You look out the window and see military vehicles driving slowly down your street, soldiers with rifles walking in pace. This isn’t a joke; not some kids playing with a megaphone or some promotion for a new movie. This is the real deal, and you really need to leave your house, probably never to come back again.
What would you do? Where would you go?
Thinking of my home in Canada, I would probably just head one or two cities over, where I know I have family and friends who would let me stay with them until I can get set up again. That’s very do-able. But, what if that wasn’t available?
What if instead of your city, it was your province/state… or your whole country? What would you do if nowhere that you’ve known was safe anymore, and you needed to leave, maybe never to come back again? Where do you go, and how do you survive?
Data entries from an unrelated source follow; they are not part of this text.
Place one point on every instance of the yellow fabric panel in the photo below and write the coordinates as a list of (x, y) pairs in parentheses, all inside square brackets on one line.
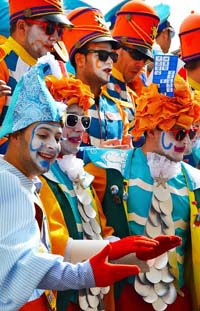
[(4, 75), (106, 230), (58, 231)]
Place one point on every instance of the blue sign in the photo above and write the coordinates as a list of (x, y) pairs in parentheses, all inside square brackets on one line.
[(165, 68)]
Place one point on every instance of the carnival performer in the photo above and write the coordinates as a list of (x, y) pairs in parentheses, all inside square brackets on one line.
[(92, 52), (151, 191), (72, 208)]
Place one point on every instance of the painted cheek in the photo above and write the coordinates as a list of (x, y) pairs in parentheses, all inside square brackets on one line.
[(35, 144), (166, 142), (98, 64), (45, 165)]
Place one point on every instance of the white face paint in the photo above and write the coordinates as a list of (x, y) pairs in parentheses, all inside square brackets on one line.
[(72, 136), (171, 148), (45, 145)]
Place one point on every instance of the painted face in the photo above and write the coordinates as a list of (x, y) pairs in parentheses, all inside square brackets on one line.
[(172, 148), (97, 71), (38, 43), (72, 135), (43, 141)]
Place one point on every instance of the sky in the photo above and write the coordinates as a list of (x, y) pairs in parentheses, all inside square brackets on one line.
[(179, 10)]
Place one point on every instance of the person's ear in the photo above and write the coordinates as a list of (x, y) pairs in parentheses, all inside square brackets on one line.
[(21, 25), (79, 60), (151, 133)]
This is a question I’ve been thinking about off and on for a while, and one that’s been rekindled in my mind this week.
I’m currently sitting on the roof of a house about 30 km from the Syrian boarder. I’m here for the week to help with a program for refugee kids who have had to flee from Syria and now are living in a small camp just outside the city.
The camp we’re helping with consists of abandoned, temporary laborer shelters, between a farmer’s carrot field and the highway. There’s about 15 families who have settled here, and about 35 kids between the ages of 0-13 that we’re hanging out with. Right now, the fathers of the family are miles away in the fields, working to be able to buy some food for their families by helping bring in the harvest.
At the moment, the fathers are bringing in enough money for basic food and water… but harvest time is coming to a close, meaning these 15 families are going to need to find a new place to live pretty shortly. Some will stay in country, some will probably try to make their way towards Europe, and some attempt to return to Syria.
The local church has taken to helping these families, and helping a couple other nearby camps. We got to team up, spend time with the kids, and see Jesus’ love poured out in this camp.
Here’s some more photos from our time:
Pray for God’s kingdom to continue to move in the lives of refugees, and for the Church to continue to rise up to help meet the need.